Quantized learning control for flexible air-breathing hypersonic vehicle with limited actuator bandwidth and prescribed performance

Abstract

This paper investigates the quantized learning control considering limited actuator bandwidth and guaranteed transient performance without requiring accurate initial state for flexible air-breathing hypersonic vehicle (FAHV) subject to the lumped disturbances including dynamic coupling, parameter uncertainties, external disturbances, and flexible dynamics. To effectively alleviate the digital communication load from control module to the actuators without sacrificing tracking accuracy, a hysteresis quantizer (HQ) is employed to produce piece-wise quantized control signals that can be executed with finite precision by the FAHV actuators, such that the undesirable chattering phenomena encountered in the traditional non-hysteresis quantizers can be addressed. Subsequently, to provide prescribed specifications on the transient and steady-state behavior of output tracking errors, modified preselected boundaries and error transformation function are constructed to convert the original constrained dynamics into an unconstrained one, such that the predetermined transient and steady-state performance for FAHV can be achieved without the need of priori information of immeasurable initial states. Furthermore, with the aid of the minimal learning parameter-neural network (MLP-NN), the unknown disturbances can be effectively identified online meanwhile the excessive occupation of the limited computational resource can be also avoided.
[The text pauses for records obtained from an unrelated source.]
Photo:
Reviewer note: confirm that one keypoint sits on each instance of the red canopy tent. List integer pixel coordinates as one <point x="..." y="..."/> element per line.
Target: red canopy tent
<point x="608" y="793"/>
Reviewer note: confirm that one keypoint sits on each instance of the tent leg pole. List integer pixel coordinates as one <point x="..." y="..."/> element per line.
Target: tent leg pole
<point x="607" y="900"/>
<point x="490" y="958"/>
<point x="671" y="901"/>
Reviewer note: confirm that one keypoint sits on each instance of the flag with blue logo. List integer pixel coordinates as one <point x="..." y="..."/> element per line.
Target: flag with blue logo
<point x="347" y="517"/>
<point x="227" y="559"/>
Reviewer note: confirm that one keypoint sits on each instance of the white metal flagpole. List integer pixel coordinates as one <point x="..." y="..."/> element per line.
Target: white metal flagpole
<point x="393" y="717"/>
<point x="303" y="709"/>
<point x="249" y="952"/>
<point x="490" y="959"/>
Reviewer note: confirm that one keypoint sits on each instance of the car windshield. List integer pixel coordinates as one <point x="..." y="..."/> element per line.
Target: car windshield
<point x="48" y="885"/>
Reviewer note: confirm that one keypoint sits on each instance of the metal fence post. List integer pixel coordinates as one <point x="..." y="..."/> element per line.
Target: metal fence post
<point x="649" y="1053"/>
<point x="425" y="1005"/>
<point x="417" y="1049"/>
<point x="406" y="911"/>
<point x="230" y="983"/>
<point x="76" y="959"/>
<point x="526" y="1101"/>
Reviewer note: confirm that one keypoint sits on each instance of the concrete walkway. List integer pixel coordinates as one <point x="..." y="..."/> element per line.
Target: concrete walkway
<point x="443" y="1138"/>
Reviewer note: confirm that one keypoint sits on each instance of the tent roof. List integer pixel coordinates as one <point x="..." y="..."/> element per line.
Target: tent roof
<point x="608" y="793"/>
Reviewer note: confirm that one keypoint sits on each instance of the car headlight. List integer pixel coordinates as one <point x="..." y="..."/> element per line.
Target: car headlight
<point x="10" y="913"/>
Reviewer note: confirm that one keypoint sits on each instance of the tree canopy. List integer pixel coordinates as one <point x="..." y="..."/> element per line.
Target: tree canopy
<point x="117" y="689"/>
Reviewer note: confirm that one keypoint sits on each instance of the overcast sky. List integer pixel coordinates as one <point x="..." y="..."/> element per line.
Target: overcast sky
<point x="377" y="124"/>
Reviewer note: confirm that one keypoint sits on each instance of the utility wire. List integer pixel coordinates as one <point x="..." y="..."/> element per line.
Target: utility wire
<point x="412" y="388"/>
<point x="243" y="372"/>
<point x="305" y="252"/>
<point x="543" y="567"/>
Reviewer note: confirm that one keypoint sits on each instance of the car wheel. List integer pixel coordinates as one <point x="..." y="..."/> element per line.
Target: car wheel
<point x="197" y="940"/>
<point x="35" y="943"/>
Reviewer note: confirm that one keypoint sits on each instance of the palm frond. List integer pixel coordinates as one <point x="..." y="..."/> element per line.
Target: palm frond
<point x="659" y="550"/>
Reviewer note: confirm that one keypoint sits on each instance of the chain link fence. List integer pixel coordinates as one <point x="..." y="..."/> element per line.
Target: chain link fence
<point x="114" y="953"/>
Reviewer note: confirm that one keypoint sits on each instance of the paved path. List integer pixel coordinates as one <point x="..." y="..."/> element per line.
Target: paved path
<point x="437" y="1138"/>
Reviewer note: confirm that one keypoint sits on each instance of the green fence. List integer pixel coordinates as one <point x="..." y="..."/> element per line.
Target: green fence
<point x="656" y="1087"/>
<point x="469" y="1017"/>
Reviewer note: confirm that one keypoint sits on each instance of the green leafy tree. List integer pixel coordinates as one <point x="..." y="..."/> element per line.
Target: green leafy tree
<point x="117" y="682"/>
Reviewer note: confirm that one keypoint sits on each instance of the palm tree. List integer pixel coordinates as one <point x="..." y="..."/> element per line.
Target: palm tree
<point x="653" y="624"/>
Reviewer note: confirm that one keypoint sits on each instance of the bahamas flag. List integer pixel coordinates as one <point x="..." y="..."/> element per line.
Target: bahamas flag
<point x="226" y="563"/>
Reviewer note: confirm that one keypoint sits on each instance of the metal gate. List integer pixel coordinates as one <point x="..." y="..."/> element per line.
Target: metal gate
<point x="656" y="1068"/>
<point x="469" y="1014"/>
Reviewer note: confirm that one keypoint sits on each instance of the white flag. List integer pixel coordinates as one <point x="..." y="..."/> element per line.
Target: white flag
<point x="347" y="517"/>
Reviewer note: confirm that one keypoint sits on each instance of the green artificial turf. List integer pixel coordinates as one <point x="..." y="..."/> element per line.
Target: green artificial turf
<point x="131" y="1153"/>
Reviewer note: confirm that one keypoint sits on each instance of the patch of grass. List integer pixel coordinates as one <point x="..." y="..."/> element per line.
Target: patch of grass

The sigmoid function-based tracking differentiators are applied in the recursive controller design to circumvent the “complexity explosion” phenomena. Different from the existing results for FAHV, a robust control law based on the quantization decomposition is constructed to compensate for quantization error induced by HQ. The stability of resulting control law is analyzed via Lyapunov function and non-smooth analysis technique. The simulation results and comparisons validate the effectiveness of the proposed scheme.